DC on the weekend of the presidential inauguration isn’t so much a ghost town as an alternate reality. I wanted to ask people who actually live in DC, particularly those of the LGBTQ persuasion, how they were expecting to cope in Trump’s America. But perhaps because this is DC, where so many of the country’s government lobbyists and lawyers and employees work and play, the reactions I got were muted to the point of being flip. Or maybe, living here in the seat of our government, they were just tired of talking about it.

Dustin, a 34-year-old who works in the Department of Defense’s education department, said he married his Rubio-adoring husband before the election in part because he didn’t want their politics to get in the way of their relationship. And though neither of them voted for Trump, he’s willing to wait and see what happens—“there’s a difference between campaigning and governing,” he said. “Most legislation is written by 25-year-olds anyway.” His friend Nick, a portly guy in a backwards hat, is a little more concerned, if only because the funding for his job might be in jeopardy. As an employee of a fetal health center, he said the expensive research they do on partially subsidized issues like Zika could potentially be influenced by a change of regime. “I’ve always felt like DC was a safe space for me,” he told me. “It’s hard to imagine that changing, immediately.”

“People in DC always appear super conservative, like in the way they dress,” I’m told by a woman named Liz at Nellie’s sports bar, a queer burger-and-football joint down the block that was having a small dance party upstairs. But, she said, a lot of professionals here draw a hard line between their personal and professional lives. Her landlord, for instance, runs a feminist book group but doesn’t want to go out and protest on Saturday because of her government job. And Liz herself seemed vaguely concerned, if not for her community, then for her country. She admitted she has absolutely no idea what’ll happen beyond tomorrow. “If I still lived in Tennessee, maybe I would feel differently,” she said.
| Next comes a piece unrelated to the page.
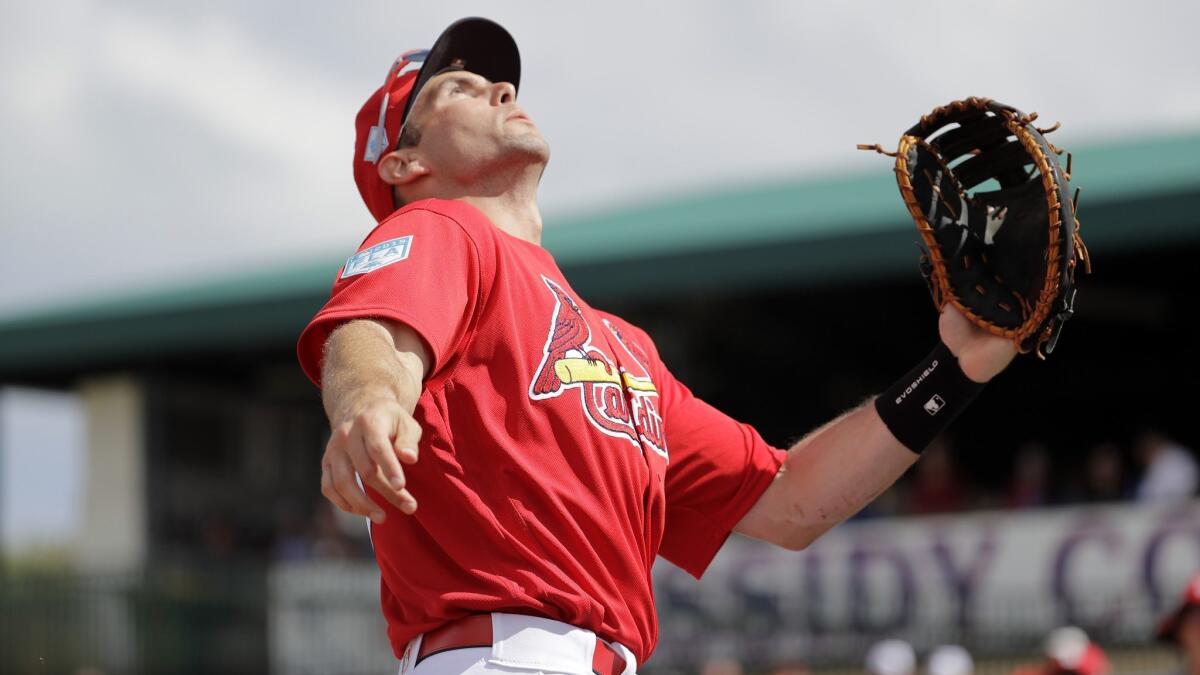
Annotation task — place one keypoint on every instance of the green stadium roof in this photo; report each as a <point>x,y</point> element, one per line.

Across the street at Trade, where CNN was projected on the wall but drowned out completely by pop music, I talked to Chris, a tiny hairdresser with immaculate eyebrows. His plan, he said, is to hide under a blanket for the next four years—he mimes the motion with his hands. As a queer Latino, he’s used to people giving him a hard time, and he doesn’t expect it to stop now. “I’ve always been like this,” he says, gesturing to, one might imagine, his long hair and dress. Outside, every once in awhile, someone would yells “Fuck Trump” as they walked past the bar—and they’d get a little cheer from whoever was gathered outside.